Not man enough to finish what he started he ran and hid. I once pulled in the gas station as he was exiting his truck. He hurried back to it and left. Coward!
After she love bombed me she thought she could move all 4 of her kids in without any sort of financial help. When that didn't work for her the smear campaign was horrible. She based posted an autobiography of my past 3 years w her. All the way from the beginning when I didn't remember the correct date of her birthday. We just started dating at that point. Trust me.
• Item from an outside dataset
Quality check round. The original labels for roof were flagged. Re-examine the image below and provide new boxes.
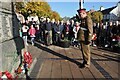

High value men test also. She failed miserably
What is the mildest version of a narcissistic personality disorder called? My ex told me before we started dating that she was not normal, very selfish and unable to reciprocate love as well as emotionally labile. Yet did the same love bombing, devaluation and cold abrupt discard when she found a new supply roughly 10 months after I met her.
Will they blame their significant other for the reason they don't finish projects on your house and actually don't finish. My significant other tells me that he's not finishing anything because I can't stop running my mouth and when I ask him how I run my mouth he can't give me any answer. It's frustrating and confusing because I wonder if it is me.